Additionally, we agree with plaintiff that fault-based inquiries in the context of replevin actions raise troubling policy questions. For example, courts would be asked to consider whether and to what extent a person's sudden weight gain, change in financial status, or adoption of different ideologies constituted fault sufficient to justify breaking an engagement and to justify retaining possession of the property in question. As stated by the lower court in this case, such considerations are inherently subjective. We recognize that one person's justification for breaking an engagement may not be another's. See generally Heiman v. Parrish, 262 Kan. 926, 942 E2d 631 (1997) (discussing justifications for and against a fault-based rule). Thus, crafting an appropriate standard by which to judge actions alleged to have been the underlying cause for the termination of an engagement would be difficult and would pose a significant risk of causing discord and confusion at the trial court level. See Heiman, 262 Kan. at 936, 942 P.2d at 638.

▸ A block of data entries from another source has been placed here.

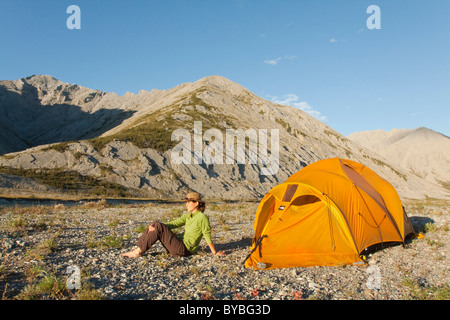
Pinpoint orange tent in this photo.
[245,158,414,269]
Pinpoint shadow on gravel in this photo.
[215,238,252,251]
[409,216,434,233]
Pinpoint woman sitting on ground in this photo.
[122,192,225,258]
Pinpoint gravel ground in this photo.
[0,200,450,300]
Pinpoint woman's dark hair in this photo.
[198,201,206,212]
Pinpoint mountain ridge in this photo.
[0,75,448,200]
[348,127,450,187]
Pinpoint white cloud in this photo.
[264,55,297,66]
[264,57,281,66]
[271,93,328,121]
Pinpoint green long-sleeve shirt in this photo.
[166,211,212,253]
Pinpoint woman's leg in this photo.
[133,222,190,256]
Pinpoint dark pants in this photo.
[137,222,191,256]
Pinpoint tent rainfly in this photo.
[245,158,414,269]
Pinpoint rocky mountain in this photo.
[0,75,449,200]
[348,127,450,188]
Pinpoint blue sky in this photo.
[0,0,450,136]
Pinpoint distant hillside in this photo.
[348,128,450,189]
[0,75,448,200]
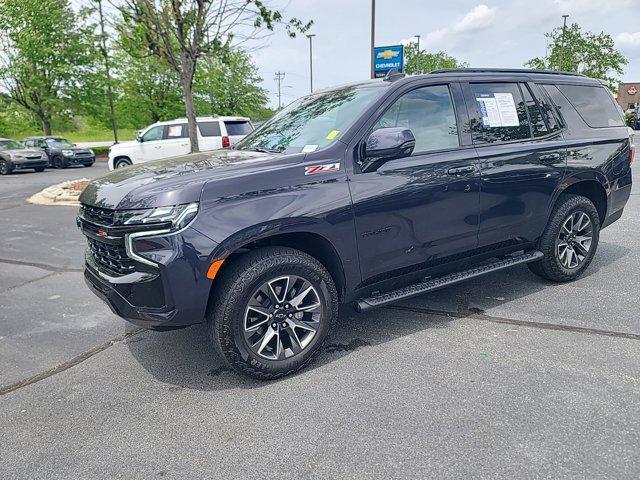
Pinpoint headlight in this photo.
[114,203,198,231]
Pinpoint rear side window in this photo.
[520,84,549,137]
[470,83,531,145]
[198,122,221,137]
[557,85,624,128]
[164,123,189,140]
[224,120,253,135]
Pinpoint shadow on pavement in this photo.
[126,243,628,391]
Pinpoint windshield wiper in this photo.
[248,147,282,153]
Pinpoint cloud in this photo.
[452,5,496,33]
[614,32,640,50]
[425,4,496,50]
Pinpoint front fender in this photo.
[193,158,360,292]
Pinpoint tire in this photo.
[52,155,69,168]
[0,159,13,175]
[528,194,600,282]
[207,247,338,380]
[113,158,131,169]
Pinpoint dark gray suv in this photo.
[24,137,96,168]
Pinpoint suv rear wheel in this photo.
[0,158,13,175]
[208,247,338,380]
[52,155,69,168]
[529,195,600,282]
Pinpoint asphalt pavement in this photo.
[0,156,640,479]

Furthermore, inquiry into fault and degrees of fault would not be confined to suits involving gifts in contemplation of marriage, but could extend to replevin actions more generally. For example, a terminated employee who refuses to return his or her employer's property could challenge a suit in replevin by arguing that the termination resulted from improper or illegal motivations and that he or she is therefore entitled to retain possession of the property. Such situations would transform replevin from an action designed to test the right to possess personal property to one aimed at examining the underlying conduct of the parties. First and foremost, our supreme court has stated that the purpose of the replevin statute is to test the right to possess personal property and place the successful party in possession. See S.T. Enterprises, Inc., 57 Ill. 2d at 473. Interjecting considerations of fault would all but eviscerate the primary purpose of replevin. Absent legislative direction to the contrary, we decline to embrace a rule that would result in a deviation from the plain language of the replevin statute.

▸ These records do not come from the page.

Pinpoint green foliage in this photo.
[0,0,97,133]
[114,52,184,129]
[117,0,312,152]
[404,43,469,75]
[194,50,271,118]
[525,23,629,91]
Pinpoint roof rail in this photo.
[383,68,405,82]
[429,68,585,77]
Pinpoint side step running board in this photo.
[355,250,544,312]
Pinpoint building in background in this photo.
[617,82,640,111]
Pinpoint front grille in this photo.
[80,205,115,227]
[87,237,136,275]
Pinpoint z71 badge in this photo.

In conclusion, plaintiff established that he had a superior right to possess the ring and that defendant was wrongfully detaining it when this action commenced. Defendant did not come forth with any material facts placing these elements into contention. We, therefore, hold that the trial court properly granted summary judgment in plaintiff's favor.
We affirm the judgment of the circuit court of Du Page County.
ZENOFF, P.J., and HUDSON, J., concur.